13 parts Ongoing I have a secret obsession.
You probably may wonder why it's a secret when I've made it pretty obvious on the gram. Everyone knows about my obsession, well, except him, of course. And the universe seemed to be on my side the day I got to be his maid for a few hours. Only that, I've never expected that a day that started so amazing could end so badly.
I've never expected that I'd regret seeing him that day. Or that I'd end up hating him and avowing never to forgive him for the rest of my life.

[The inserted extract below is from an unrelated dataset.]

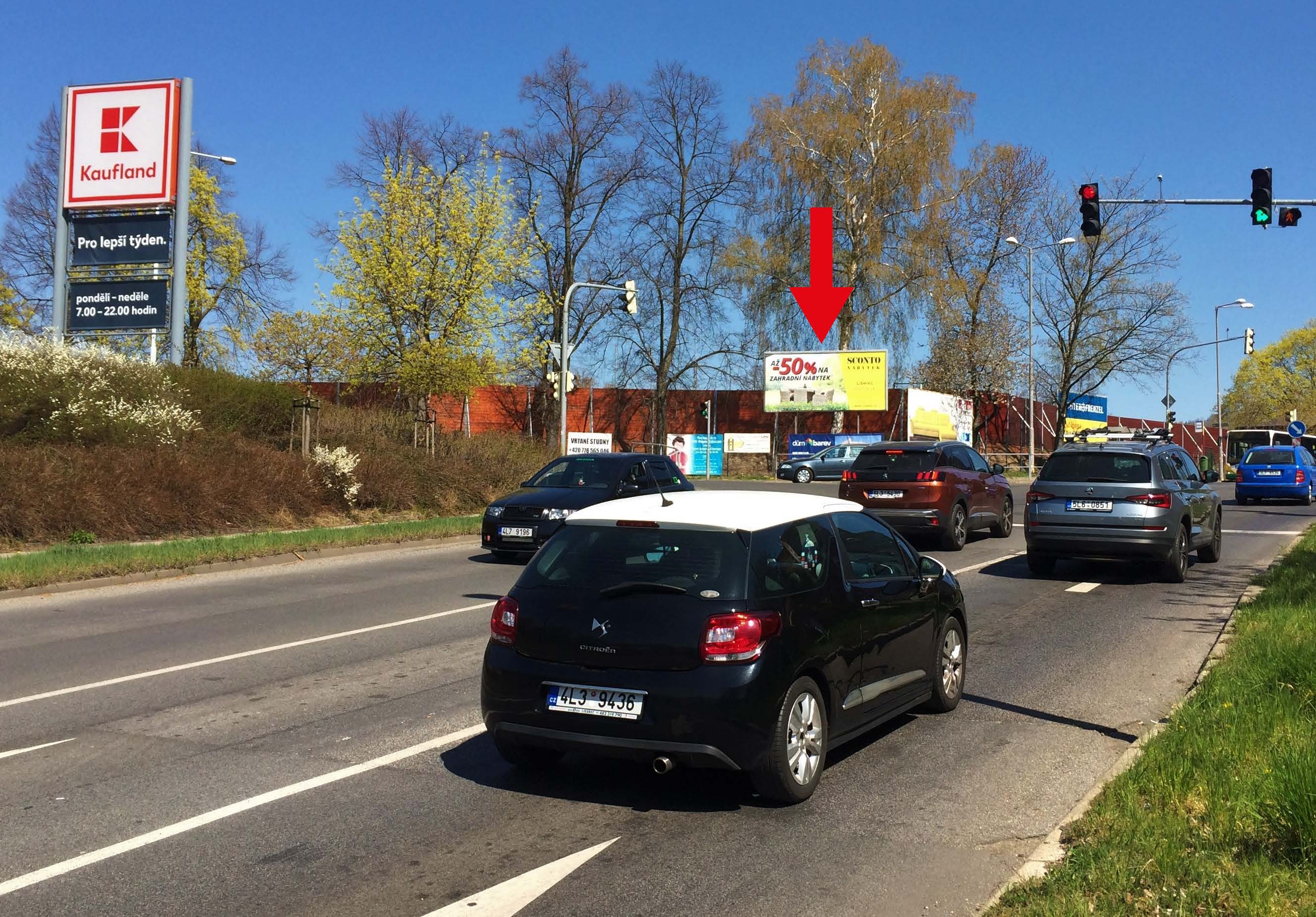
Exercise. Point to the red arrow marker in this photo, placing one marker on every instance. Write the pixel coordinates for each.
(820, 302)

But destiny has a funny way of twisting with lives; just like it has twisted with me. And I ended up not just a maid for a day for him, but a live-in maid! And just when I thought I've hated him enough not to be fascinated by him, the universe showed me that I haven't even loved him enough.
And he turned out not to be the person I thought he was. Breaking all those walls I've carefully built around my heart to crash without even trying to. Making me fall harder in love with him-just that this time, even though I knew that I'd never have a chance with the President's Son, it couldn't have been clearer.
I loved him, but he had someone else. Carrying the little self esteem I have, I took the leapt of being with someone else. But...could I really live without the President's Son? Is the secret I'm hiding, meddled with the hatred of him that I buried in my heart, be an opener to something beautiful...or worse?
Maybe Zafir's Story and I would be an epic lovestory. Maybe not.